Una regione che nel 1967 era ancora tutta da scoprire
“Sotto i Romani e al tempo delle Crociate fino al regno di Federico II, la Puglia fu il molo dell’Occidente verso la Grecia, verso Costantinopoli, verso la Terra Santa. [..] Ma dopo, e per lungo tempo, ogni attività vi pare quasi spenta; solo nel secolo XVIII, nell’estremo lembo, e il più appartato, della regione, il Salento, si assiste all’esplodere di una vigorosa energia costruttiva, con frutti così fantasiosi da occupare un posto di rilievo nel pur ricco e vasto quadro del Barocco italiano. [..] Per secoli, dunque, la Puglia è vissuta in disparte [..] e anche i rari viaggiatori che la visitarono hanno lasciato memorie scarse e superficiali. Essa fu esclusa dall’itinerario del Sud, meta prediletta dei romantici. La rivelazione dei suoi grandi monumenti romanici, del barocco leccese, dei favolosi trulli data, si può dire, da ieri. È lecito quindi affermare che la Puglia sia terra ancora per gran parte da scoprire.”.
Così Ferdinando Reggiori, allora Presidente del Touring, nella prefazione del volume della collana Attraverso l’Italia dedicato alla Puglia nel 1967.
Dalla Capitanata, a nord, all’estrema propaggine del tacco
La scoperta della Puglia, che nel volume è affidata per larga parte agli scatti realizzati su commissione da Gianni Berengo Gardin ed Ezio Quiresi, prende avvio dalla “Capitanata” a nord, per spostarsi poi sempre giù, fino all’estrema propaggine del tacco.

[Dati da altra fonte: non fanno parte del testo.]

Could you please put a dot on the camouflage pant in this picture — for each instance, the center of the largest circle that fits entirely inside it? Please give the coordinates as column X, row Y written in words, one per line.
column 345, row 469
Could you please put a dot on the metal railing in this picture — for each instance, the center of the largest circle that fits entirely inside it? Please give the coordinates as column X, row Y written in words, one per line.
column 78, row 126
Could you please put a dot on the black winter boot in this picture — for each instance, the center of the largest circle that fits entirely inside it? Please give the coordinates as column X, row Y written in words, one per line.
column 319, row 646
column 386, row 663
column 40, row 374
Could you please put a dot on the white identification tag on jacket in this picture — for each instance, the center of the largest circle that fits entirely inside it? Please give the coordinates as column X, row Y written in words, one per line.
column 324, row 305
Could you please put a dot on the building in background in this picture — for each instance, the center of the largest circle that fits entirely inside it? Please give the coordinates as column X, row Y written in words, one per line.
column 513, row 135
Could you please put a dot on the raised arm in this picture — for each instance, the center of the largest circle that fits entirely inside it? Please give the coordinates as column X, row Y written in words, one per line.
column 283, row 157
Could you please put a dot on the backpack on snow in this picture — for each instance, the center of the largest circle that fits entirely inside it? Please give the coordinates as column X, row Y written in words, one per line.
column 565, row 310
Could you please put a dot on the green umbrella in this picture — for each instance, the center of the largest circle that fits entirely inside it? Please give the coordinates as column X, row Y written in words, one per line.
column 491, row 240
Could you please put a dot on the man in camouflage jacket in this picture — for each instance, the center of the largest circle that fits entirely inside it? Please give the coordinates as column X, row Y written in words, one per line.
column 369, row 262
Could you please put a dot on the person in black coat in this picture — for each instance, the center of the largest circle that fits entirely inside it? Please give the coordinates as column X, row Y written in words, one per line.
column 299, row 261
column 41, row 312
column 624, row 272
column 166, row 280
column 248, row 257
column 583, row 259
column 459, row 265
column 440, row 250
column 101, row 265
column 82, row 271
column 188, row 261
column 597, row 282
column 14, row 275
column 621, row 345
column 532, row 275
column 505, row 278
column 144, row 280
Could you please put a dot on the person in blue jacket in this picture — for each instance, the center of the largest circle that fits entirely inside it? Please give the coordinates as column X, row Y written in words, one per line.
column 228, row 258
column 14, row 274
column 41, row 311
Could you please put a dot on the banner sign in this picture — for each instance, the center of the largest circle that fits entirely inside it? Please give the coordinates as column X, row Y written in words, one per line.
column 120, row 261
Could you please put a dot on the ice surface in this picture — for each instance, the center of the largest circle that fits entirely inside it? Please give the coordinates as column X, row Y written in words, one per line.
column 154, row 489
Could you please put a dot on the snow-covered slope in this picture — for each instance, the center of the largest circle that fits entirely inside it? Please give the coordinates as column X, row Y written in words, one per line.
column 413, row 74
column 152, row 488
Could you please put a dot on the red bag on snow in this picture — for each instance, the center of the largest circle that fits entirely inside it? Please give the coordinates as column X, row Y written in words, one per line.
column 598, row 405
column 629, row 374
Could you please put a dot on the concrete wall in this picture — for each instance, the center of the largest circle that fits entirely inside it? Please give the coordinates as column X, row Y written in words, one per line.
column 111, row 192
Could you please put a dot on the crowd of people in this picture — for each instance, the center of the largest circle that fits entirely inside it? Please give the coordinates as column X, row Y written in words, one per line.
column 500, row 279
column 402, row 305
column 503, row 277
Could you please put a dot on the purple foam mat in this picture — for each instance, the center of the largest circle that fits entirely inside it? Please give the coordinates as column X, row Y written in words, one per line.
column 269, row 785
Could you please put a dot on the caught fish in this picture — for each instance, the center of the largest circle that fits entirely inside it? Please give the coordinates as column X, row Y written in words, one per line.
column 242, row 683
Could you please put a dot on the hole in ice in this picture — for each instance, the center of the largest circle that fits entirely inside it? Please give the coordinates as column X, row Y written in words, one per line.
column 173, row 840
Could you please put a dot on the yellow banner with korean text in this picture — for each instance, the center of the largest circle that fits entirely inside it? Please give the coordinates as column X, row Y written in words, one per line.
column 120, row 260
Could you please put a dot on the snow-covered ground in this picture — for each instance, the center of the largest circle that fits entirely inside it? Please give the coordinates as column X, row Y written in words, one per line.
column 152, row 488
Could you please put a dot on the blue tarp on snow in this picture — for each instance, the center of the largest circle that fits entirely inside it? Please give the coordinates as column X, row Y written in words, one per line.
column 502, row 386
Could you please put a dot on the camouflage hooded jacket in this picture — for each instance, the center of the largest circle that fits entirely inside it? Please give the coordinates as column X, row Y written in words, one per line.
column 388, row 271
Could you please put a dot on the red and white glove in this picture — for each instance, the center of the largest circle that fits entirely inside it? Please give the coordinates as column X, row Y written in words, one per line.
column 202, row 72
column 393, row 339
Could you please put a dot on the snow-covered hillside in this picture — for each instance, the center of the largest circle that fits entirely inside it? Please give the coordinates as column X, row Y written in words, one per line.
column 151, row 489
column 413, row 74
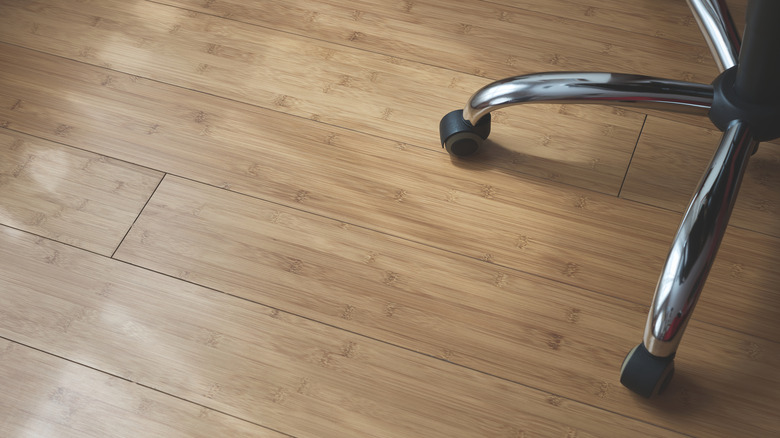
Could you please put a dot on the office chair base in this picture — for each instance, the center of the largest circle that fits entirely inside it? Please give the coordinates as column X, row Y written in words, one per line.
column 459, row 137
column 645, row 374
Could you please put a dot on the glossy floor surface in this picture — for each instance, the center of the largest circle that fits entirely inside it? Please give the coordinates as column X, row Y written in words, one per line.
column 231, row 218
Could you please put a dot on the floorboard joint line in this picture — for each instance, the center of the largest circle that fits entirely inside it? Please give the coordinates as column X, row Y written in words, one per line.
column 138, row 216
column 151, row 388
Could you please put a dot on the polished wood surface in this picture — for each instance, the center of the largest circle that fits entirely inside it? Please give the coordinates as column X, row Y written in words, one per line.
column 231, row 218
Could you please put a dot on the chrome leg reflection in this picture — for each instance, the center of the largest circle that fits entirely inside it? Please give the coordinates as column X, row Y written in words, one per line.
column 719, row 31
column 590, row 88
column 697, row 241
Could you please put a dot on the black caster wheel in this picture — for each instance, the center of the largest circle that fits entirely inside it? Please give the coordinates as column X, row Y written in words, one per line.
column 645, row 374
column 459, row 137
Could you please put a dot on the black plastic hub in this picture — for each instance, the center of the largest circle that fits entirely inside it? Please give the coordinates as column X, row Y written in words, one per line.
column 453, row 124
column 727, row 106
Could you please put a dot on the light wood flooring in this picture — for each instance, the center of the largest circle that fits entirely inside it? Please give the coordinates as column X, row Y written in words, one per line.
column 228, row 218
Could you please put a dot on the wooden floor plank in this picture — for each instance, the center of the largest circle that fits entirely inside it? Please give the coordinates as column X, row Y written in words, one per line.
column 670, row 159
column 374, row 93
column 668, row 19
column 75, row 197
column 569, row 235
column 45, row 396
column 269, row 367
column 485, row 38
column 497, row 51
column 469, row 312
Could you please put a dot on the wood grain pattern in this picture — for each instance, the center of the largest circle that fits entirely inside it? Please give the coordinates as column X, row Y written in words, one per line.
column 496, row 215
column 270, row 367
column 489, row 39
column 462, row 310
column 324, row 269
column 668, row 19
column 76, row 197
column 374, row 93
column 670, row 159
column 46, row 396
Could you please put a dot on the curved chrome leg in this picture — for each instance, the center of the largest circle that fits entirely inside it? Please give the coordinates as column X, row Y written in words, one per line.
column 590, row 87
column 719, row 31
column 697, row 242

La Capitanata, la regione tra il Molise, il Gargano e le Murge, da sempre era stata terra di pastori e pascoli.
Il bestiame giungeva nella Capitanata dagli Appennini, sui “tratturi”

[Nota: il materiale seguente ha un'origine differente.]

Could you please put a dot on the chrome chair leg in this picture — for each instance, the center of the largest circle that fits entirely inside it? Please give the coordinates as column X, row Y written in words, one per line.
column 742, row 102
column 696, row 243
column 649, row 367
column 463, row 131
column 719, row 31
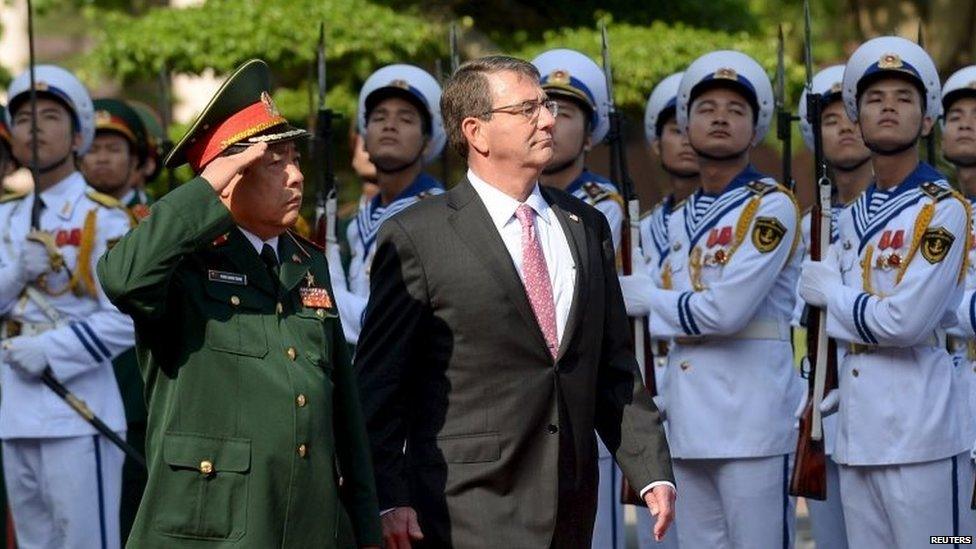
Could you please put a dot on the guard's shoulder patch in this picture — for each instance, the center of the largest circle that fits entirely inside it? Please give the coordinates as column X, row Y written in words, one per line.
column 761, row 187
column 935, row 191
column 303, row 242
column 13, row 195
column 103, row 199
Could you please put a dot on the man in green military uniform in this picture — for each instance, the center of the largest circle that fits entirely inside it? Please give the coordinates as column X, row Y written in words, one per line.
column 118, row 155
column 253, row 407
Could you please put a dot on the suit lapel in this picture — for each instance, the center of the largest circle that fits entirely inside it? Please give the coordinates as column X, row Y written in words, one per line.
column 475, row 227
column 576, row 235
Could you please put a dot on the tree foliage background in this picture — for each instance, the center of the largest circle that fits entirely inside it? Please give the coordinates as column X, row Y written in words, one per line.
column 128, row 42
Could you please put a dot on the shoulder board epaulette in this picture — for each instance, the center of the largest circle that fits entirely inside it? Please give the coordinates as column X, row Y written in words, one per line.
column 935, row 191
column 760, row 187
column 13, row 195
column 103, row 199
column 302, row 242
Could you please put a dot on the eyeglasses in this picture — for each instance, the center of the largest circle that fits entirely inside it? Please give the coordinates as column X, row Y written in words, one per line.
column 528, row 109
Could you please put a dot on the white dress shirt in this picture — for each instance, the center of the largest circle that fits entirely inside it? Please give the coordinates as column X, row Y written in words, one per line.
column 552, row 238
column 555, row 249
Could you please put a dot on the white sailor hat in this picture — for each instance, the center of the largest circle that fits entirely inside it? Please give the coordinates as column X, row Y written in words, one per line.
column 733, row 69
column 829, row 84
column 662, row 101
column 893, row 56
column 53, row 81
column 570, row 73
column 961, row 84
column 414, row 85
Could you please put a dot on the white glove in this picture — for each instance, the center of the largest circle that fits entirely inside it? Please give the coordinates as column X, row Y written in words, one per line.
column 830, row 403
column 818, row 280
column 26, row 355
column 34, row 261
column 636, row 288
column 336, row 274
column 659, row 402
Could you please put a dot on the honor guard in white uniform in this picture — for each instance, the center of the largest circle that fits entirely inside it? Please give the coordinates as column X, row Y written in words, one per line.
column 903, row 419
column 400, row 121
column 678, row 160
column 63, row 479
column 849, row 161
column 578, row 85
column 959, row 148
column 731, row 385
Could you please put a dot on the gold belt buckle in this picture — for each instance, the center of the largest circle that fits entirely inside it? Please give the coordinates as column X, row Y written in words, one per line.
column 12, row 328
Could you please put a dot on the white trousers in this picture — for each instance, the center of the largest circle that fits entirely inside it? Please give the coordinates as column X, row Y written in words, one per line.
column 64, row 493
column 735, row 503
column 901, row 506
column 827, row 517
column 609, row 526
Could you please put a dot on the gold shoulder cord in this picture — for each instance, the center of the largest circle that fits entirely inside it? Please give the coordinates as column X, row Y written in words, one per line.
column 921, row 223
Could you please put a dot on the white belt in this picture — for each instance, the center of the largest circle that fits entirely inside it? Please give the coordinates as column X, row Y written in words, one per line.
column 772, row 330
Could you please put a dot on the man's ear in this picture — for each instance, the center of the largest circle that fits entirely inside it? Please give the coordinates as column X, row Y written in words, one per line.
column 474, row 133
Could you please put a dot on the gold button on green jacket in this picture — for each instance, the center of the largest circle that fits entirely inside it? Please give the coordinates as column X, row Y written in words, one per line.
column 253, row 407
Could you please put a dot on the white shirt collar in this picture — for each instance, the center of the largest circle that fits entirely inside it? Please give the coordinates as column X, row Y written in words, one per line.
column 501, row 207
column 258, row 244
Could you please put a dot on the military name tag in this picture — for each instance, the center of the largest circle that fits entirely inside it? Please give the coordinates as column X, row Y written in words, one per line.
column 316, row 298
column 936, row 243
column 227, row 278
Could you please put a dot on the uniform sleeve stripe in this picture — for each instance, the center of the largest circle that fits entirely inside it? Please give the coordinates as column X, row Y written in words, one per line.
column 972, row 311
column 98, row 342
column 84, row 342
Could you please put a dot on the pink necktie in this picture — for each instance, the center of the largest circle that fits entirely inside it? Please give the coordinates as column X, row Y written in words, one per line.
column 535, row 275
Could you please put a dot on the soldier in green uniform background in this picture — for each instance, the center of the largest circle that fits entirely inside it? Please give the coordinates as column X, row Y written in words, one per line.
column 253, row 407
column 116, row 158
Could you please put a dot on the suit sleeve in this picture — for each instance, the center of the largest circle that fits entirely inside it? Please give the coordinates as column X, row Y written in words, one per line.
column 394, row 321
column 93, row 341
column 352, row 445
column 918, row 304
column 728, row 305
column 626, row 418
column 136, row 273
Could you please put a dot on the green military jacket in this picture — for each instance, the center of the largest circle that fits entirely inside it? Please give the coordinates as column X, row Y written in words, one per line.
column 253, row 406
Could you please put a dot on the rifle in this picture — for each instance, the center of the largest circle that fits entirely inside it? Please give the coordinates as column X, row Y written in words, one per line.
column 629, row 240
column 165, row 115
column 930, row 138
column 809, row 478
column 326, row 199
column 75, row 403
column 784, row 118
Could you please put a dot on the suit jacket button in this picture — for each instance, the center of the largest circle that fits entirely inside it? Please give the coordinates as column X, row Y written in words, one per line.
column 206, row 467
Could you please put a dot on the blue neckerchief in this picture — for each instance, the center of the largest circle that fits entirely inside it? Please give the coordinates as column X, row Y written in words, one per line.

Il bestiame giungeva nella zona della Capitanata dagli Appennini, sui “tratturi”.
I tratturi erano le strade che congiungevano i pascoli sabini o abruzzesi con quelli pugliesi, destinate alla migrazione periodica del bestiame che d’autunno scendeva verso la Puglia per poi ritornare in Abruzzo col sopraggiungere dell’estate.
Racconta molto bene dei tratturi, della loro legislazione, estensione e attualità un articolo a firma di Luigi Vittorio Bertarelli, pubblicato sulla Rivista Mensile del gennaio 1908.
Dalla Capitanata, a nord, all’estrema propaggine del tacco
Presero poi il sopravvento nella regione le culture cerealicole, di cui Foggia divenne il mercato principale.
Il Gargano
Si scende, quindi, nel Gargano: quasi un’isola, che con i suoi alti dirupi interrompe le basse coste adriatiche e che racchiude al suo interno una foresta verdissima.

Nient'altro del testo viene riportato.